Progress on Flying Cars Inches us Ever Closer to a Jetsons-Like World



This could be the next-gen ride to work!

Oh, how we envied George Jetson and his ability to whip back and forth to work through the air rather than sit for hours a day in ground-bound traffic jams like us real-world schmucks. Well, thanks to a handful of persistent visionaries working to create the world’s first widely marketable flying car, we may be closer to a Jetsons-like daily scenario than ever.

California-based Moller International says it has developed “the first and only feasible, personally affordable, personal vertical takeoff and landing (VTOL) vehicle the world has ever seen.”

And it looks like the Federal Aviation Administration (FAA) agrees. Proprietor Paul Moller says the FAA has cleared his company to test the Moller Sky Car without a tether on June 10 of next year. Testing has been conducted before, both with live pilots and via remote control. But thus far, all of those tests have required the Sky Car, which lifts upward like a helicopter, to be tethered to the ground.

Meanwhile, the Slovakian engineer Stefan Klein says the 3.0 version of his Aeromobil, which has seen multiple phases of try-and-die development over the past two decades, may be the one that finally hits (relatively) mass production. Based on the outlines of a single-engine plane, the current version 2.5 draws power from a 100-hp Rotax airplane engine and can travel 430 miles in the air or 310 miles on the ground on just one fuel load.

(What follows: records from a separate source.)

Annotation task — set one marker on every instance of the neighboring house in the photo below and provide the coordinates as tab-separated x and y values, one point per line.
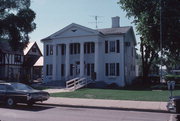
31	55
78	51
10	62
37	68
18	65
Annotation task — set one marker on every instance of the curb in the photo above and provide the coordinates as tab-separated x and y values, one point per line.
107	108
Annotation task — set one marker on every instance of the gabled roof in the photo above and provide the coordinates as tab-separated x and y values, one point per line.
39	62
113	31
68	27
29	46
6	48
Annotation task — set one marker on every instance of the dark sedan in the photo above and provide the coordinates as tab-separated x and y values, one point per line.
12	93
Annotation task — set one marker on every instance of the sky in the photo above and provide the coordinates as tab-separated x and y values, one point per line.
53	15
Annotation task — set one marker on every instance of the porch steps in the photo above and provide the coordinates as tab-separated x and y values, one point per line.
77	83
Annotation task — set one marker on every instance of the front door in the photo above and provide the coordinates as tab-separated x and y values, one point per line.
76	71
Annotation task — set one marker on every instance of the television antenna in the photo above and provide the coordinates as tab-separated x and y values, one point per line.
96	21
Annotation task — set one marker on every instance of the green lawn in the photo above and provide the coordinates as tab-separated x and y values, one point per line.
156	95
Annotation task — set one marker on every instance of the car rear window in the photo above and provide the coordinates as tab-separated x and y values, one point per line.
2	87
19	86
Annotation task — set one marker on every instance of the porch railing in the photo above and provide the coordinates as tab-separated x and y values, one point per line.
78	82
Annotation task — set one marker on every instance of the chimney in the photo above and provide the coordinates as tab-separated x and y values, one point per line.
115	22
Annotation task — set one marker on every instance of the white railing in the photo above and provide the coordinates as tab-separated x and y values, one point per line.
77	83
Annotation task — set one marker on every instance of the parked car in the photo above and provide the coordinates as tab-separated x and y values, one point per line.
174	104
13	93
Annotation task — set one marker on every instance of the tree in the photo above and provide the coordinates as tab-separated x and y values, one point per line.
146	14
16	22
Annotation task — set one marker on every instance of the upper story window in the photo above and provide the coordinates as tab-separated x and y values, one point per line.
112	46
112	69
51	49
89	47
17	58
1	57
34	49
74	48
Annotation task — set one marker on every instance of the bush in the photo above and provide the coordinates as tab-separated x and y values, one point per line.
175	78
113	86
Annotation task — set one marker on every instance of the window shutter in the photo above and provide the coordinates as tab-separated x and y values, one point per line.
88	69
107	69
62	49
117	69
47	50
47	69
71	69
117	46
62	69
106	46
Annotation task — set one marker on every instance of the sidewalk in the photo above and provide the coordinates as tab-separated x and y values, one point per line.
102	103
108	104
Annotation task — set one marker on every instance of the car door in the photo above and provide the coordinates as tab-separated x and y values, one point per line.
2	92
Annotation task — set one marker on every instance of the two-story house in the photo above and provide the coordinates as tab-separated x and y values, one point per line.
78	51
10	62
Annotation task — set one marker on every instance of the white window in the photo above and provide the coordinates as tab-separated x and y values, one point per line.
112	46
49	68
112	69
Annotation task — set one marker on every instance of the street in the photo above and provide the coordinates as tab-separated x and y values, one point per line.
48	113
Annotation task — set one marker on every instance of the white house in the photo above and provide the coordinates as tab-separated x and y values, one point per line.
78	51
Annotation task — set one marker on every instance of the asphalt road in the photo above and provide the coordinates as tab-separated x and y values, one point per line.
48	113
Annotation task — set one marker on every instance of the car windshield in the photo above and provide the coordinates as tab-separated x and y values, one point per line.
19	86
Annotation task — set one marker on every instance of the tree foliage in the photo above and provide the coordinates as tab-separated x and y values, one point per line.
146	14
16	22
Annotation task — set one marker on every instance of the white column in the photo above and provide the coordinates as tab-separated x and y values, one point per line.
59	62
67	61
96	60
54	63
81	59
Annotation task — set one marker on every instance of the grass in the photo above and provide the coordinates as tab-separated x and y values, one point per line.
148	95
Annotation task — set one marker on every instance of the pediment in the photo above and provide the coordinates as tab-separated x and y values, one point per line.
74	30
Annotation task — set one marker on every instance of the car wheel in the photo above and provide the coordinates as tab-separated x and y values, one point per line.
10	102
30	103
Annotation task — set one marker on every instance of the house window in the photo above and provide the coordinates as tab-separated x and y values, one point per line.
63	47
88	69
107	69
112	69
92	47
17	58
112	46
74	48
106	46
71	69
47	50
89	47
51	49
117	69
1	57
62	69
92	68
117	46
49	68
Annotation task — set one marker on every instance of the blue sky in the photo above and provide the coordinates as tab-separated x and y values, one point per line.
53	15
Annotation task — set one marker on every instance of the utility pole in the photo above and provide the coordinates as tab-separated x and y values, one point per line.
161	33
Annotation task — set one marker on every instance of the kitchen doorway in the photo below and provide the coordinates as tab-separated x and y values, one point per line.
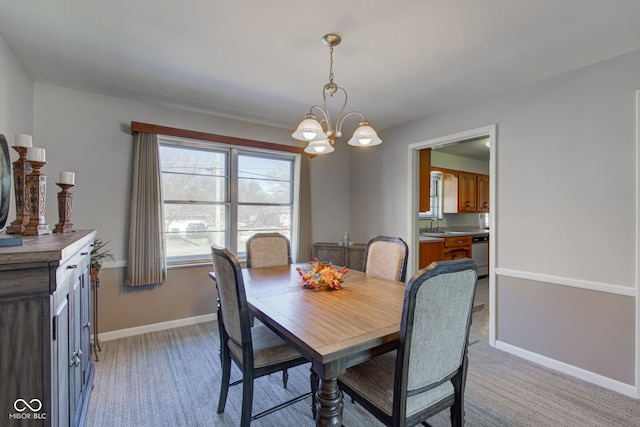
445	144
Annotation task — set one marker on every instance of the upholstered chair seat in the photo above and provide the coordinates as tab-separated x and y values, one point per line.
268	348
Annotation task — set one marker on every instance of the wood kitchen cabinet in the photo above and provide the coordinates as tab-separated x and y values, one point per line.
429	252
464	192
351	256
425	179
45	343
482	185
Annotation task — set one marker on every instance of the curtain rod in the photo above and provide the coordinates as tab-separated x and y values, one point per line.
137	127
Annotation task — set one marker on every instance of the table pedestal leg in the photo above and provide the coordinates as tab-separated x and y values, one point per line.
329	403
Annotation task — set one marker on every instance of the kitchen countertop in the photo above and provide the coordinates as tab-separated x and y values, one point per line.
440	236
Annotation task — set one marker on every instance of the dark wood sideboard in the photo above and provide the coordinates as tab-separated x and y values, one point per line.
46	373
351	256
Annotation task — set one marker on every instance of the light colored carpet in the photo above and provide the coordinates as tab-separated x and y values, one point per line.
172	377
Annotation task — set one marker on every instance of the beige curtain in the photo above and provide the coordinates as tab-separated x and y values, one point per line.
303	253
146	263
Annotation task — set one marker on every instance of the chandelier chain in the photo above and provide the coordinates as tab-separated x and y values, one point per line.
331	64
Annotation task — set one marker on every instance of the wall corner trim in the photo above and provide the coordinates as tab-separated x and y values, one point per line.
574	371
154	327
567	281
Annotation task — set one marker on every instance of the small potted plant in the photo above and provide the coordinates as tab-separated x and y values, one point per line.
98	254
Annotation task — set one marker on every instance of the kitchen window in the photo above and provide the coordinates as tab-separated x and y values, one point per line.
222	195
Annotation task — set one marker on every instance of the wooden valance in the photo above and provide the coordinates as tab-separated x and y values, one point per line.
211	137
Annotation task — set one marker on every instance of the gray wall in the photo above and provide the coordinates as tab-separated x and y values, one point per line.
16	100
565	206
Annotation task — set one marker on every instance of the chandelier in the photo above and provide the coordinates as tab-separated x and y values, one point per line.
320	140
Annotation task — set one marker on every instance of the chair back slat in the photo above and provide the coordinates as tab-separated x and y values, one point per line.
231	293
268	250
386	257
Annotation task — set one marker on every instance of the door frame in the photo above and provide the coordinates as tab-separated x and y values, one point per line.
413	197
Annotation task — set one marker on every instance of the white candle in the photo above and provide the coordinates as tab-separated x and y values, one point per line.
23	140
67	177
35	154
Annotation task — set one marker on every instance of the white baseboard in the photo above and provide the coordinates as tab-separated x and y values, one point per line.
597	379
139	330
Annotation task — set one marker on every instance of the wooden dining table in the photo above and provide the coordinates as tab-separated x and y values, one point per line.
333	329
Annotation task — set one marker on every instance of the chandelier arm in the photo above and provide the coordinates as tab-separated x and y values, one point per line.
324	114
347	115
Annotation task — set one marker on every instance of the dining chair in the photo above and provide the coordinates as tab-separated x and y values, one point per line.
427	373
386	257
257	351
268	250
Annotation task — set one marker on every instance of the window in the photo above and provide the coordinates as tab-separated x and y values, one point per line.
220	194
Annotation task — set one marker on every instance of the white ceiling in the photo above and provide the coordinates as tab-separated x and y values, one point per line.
263	61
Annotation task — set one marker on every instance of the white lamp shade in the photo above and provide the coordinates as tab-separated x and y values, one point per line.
309	130
319	147
364	136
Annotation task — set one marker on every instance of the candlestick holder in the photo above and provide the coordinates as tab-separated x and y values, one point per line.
65	199
37	185
21	168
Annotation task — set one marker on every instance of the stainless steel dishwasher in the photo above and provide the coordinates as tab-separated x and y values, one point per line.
480	253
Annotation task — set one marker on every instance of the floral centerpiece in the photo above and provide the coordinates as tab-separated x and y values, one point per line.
322	276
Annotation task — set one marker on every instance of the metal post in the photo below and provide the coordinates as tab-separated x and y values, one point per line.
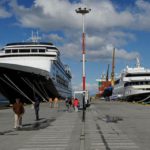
83	11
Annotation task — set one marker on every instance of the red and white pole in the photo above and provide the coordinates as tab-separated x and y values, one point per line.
83	57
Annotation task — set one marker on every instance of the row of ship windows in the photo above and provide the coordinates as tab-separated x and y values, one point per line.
61	81
25	51
137	83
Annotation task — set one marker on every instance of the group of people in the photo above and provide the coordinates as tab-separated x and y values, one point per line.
72	103
53	102
19	110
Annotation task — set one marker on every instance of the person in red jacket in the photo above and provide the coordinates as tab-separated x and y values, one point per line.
76	104
18	109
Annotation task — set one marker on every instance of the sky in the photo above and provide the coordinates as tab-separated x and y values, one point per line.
123	24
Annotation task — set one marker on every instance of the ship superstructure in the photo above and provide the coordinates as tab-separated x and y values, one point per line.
133	84
29	69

As E3 Spark Plugs has reported before, the Terrafugia Transition Flying Car still awaits a few more investors before it can go into full production. However, you can reserve your $279,000 new ride for a mere $10,000 down payment. No word yet on how long you’ll wait.

And the over in the Netherlands, the PAL-V (Personal Air and Land Vehicle) made a successful maiden flight last year. It rises into the air like a gyrocopter with lift generated by an auto-rotating rotor and forward speed produced by a foldable push propeller on the back. On the road it looks and drives a bit like a motorcycle. The current version runs on gasoline, but the company is developing biodiesel and bioethanol-fueled versions, too.

Supposing mass personal air travel is the next-generation norm, which of these four would you choose, E3 Spark Plugs fans?